(No longer in theaters)
Iain Canning, Emile Sherman
Dec 2, 2011
Michael Fassbender fans, you’re in for a treat: The handsome Irish actor whips Keira Knightley’s bare butt in A Dangerous Method and shows his pickle in Shame. The pickle shot is extraneous, as is the bush shot of Carey Mulligan in the shower, but the NC-17 rating will let Shame director Steve McQueen (not the dead star) proclaim, “The actors are naked, I tell you. Emotionally and physically.” He opens with the Irish-born, New Jersey–raised Brandon Sullivan (Fassbender) lying naked on his bed, staring forlornly into space after another meaningless sexual encounter. The man is already marinating in his shame, so there’s nowhere to go but down. The title says it all.
Brandon is not a predator — he’s magnetic enough that his pickups are soft sells. But he prefers prostitutes and online sex-chats and porn: Nothing with emotional commitment. His one tie is to his sister, Sissy (Mulligan), a nightclub singer who moves in with him and whom we watch slowly torture the song “New York, New York” to death. (Her funereal performance is meant to be bitterly ironic.) Sissy also sleeps around a lot, but, unlike her brother, gets too emotionally committed too fast. Each sibling embarrasses the other, but they’re stuck together in Brandon’s big, faceless, far West Side apartment with its views of New Jersey.

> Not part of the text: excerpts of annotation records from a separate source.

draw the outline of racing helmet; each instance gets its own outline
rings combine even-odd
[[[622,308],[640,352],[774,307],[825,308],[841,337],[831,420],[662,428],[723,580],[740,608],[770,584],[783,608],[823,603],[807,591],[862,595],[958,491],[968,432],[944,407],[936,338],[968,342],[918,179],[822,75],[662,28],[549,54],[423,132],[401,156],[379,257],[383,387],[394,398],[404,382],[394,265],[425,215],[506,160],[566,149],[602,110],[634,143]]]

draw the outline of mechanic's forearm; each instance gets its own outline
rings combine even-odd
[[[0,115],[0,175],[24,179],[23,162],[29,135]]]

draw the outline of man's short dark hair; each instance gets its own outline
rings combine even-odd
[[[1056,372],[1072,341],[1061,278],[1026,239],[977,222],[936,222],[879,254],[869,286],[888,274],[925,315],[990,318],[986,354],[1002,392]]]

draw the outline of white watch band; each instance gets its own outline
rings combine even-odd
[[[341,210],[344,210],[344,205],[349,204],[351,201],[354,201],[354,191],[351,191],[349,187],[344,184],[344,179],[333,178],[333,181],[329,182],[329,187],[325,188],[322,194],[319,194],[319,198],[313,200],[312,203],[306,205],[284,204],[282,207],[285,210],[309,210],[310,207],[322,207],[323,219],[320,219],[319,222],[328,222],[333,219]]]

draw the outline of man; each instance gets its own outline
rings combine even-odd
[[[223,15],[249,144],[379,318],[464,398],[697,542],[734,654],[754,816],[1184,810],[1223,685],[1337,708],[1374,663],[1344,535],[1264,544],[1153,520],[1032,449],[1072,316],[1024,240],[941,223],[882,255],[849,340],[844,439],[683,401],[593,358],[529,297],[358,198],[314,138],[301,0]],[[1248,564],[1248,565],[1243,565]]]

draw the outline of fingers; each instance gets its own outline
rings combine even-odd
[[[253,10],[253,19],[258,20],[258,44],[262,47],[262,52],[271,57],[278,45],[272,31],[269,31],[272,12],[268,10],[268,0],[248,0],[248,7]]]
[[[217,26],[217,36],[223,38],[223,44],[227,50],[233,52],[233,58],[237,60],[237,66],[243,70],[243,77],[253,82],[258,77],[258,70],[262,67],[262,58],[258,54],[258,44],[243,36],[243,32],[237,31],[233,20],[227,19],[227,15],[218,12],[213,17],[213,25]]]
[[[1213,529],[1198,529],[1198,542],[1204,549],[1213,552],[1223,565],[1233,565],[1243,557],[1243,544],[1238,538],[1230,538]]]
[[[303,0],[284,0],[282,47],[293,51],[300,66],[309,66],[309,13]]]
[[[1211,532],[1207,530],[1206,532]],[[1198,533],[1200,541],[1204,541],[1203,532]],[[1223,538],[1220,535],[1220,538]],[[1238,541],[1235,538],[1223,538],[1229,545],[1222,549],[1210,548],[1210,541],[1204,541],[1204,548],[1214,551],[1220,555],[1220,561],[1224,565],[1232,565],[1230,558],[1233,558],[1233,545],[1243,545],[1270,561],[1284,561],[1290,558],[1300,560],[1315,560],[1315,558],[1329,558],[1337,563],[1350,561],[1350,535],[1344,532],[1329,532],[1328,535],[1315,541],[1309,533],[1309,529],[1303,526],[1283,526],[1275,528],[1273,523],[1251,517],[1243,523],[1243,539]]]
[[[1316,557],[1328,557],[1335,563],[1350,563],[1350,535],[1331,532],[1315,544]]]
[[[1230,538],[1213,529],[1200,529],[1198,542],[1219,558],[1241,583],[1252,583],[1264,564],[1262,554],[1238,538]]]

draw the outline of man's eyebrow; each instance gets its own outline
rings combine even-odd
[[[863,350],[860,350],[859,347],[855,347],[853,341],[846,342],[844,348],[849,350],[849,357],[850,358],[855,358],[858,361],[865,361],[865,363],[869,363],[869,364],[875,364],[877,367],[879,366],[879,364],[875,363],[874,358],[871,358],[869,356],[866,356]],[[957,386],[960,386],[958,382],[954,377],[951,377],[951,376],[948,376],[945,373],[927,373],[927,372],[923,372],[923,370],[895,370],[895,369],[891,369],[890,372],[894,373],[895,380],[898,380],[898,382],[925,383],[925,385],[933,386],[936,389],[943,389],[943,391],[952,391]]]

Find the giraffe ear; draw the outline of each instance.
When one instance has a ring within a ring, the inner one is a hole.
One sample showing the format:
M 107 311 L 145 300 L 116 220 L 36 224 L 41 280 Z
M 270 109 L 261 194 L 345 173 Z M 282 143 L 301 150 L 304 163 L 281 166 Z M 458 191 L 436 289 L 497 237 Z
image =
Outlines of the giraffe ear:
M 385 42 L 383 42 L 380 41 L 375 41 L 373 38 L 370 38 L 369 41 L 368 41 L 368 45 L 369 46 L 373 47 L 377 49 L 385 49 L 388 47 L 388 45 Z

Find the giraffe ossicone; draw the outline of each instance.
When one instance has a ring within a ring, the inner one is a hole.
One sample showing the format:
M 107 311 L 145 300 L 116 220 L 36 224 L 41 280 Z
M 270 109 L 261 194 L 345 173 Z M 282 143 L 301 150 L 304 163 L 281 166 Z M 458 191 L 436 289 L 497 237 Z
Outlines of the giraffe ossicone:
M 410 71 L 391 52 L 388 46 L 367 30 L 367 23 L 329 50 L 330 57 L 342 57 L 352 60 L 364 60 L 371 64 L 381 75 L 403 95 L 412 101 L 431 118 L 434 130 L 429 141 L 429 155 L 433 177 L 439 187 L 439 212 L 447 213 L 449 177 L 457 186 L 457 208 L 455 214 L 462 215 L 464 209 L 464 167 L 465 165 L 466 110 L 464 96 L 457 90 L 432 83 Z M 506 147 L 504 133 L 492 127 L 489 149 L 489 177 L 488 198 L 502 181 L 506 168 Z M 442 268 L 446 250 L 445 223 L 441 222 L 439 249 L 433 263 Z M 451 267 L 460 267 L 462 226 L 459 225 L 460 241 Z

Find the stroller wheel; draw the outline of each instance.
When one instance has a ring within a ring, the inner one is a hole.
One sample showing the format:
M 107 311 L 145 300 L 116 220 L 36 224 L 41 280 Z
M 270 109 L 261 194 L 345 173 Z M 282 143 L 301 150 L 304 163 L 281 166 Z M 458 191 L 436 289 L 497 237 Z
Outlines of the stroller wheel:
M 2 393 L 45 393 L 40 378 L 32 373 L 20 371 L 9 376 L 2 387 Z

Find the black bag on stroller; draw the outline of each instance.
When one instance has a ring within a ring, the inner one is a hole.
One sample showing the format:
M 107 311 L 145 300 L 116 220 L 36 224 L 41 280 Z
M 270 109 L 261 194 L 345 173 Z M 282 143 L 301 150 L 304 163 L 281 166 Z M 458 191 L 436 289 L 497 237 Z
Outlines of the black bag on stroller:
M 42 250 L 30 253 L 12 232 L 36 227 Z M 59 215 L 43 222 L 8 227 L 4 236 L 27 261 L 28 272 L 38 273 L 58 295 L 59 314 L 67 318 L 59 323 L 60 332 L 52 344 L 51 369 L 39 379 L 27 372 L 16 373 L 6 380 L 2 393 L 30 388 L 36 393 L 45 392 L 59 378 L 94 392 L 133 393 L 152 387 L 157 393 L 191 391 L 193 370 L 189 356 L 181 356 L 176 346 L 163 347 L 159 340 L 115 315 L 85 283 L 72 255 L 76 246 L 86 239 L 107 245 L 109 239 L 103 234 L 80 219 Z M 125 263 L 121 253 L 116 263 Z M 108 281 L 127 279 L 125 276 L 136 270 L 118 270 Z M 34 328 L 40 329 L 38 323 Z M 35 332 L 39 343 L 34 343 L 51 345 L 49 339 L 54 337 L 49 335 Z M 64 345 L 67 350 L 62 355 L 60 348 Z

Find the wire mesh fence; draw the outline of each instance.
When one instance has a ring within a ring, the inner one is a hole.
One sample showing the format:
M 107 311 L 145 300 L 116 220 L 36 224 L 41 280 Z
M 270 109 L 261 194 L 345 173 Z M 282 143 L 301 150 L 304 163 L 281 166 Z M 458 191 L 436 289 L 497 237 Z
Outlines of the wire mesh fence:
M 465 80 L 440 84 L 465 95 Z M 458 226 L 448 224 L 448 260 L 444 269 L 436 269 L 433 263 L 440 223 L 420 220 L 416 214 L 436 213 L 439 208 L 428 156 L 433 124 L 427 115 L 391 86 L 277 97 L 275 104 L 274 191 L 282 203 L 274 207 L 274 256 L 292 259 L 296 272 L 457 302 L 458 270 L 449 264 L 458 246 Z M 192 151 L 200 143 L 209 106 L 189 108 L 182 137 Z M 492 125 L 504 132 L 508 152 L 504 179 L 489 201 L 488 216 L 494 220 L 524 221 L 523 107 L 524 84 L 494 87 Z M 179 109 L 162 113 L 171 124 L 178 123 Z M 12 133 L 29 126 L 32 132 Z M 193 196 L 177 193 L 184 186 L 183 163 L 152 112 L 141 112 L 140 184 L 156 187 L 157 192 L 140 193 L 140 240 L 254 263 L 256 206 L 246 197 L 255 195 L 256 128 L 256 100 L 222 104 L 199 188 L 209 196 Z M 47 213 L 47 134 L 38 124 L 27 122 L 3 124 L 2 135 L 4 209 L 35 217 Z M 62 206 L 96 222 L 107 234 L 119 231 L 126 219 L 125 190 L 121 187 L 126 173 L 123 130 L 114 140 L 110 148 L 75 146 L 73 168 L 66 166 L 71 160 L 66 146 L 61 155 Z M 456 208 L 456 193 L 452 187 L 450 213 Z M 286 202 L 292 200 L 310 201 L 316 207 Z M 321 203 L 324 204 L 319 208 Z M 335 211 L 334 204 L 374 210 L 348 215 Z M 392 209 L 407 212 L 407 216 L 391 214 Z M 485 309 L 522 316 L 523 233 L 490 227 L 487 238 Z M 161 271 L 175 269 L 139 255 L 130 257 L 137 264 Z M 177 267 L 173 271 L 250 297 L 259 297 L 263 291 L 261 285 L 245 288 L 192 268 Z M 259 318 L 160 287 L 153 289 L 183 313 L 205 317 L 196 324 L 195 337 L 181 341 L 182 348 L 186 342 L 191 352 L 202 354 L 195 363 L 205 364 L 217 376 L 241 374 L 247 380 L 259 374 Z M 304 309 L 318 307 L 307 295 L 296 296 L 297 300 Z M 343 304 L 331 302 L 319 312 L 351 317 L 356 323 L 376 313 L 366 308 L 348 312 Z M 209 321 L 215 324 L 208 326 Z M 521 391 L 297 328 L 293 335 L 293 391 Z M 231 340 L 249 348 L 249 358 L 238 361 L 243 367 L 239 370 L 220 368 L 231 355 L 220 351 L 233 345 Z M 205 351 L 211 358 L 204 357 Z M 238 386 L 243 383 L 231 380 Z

McQueen films his characters like specimens in a jar, but the stakes are so high that the actors deliver. There are some excellent scenes, the best one wordless. Brandon stares at a woman on the subway, mentally undressing her, and she, after much squirmy hesitation, seems to mentally undress him back. (I bet the actress, Lucy Walters, will get a lot of offers — er, parts — after this.) The other good scene comes early, when Brandon overhears his sister plead on the phone with a lover not to leave her. Mulligan hits some startling notes: Sissy’s fear of abandonment is primal.
The rest of Shame is so obvious that it makes a great gigglefest, but a lot of people watch in awe, cued by Harry Escott’s plaintive drone of a score, which sounds too much like Max Richter. When Brandon flees a potential girlfriend (Nicole Beharie) because the sex would be too, you know, intimate, he sinks to a new low. He goes to a gay bar and lets an anonymous patron suck him off. The horror, the horror. Then he has an orgy (with women) in which he looks like Christ on the cross and opens his mouth in a silent scream of anguish. Since McQueen has told us so little about Brandon’s or his sister’s past, we have no insight into how the siblings turned out the way they did. It’s empty sex for us, too.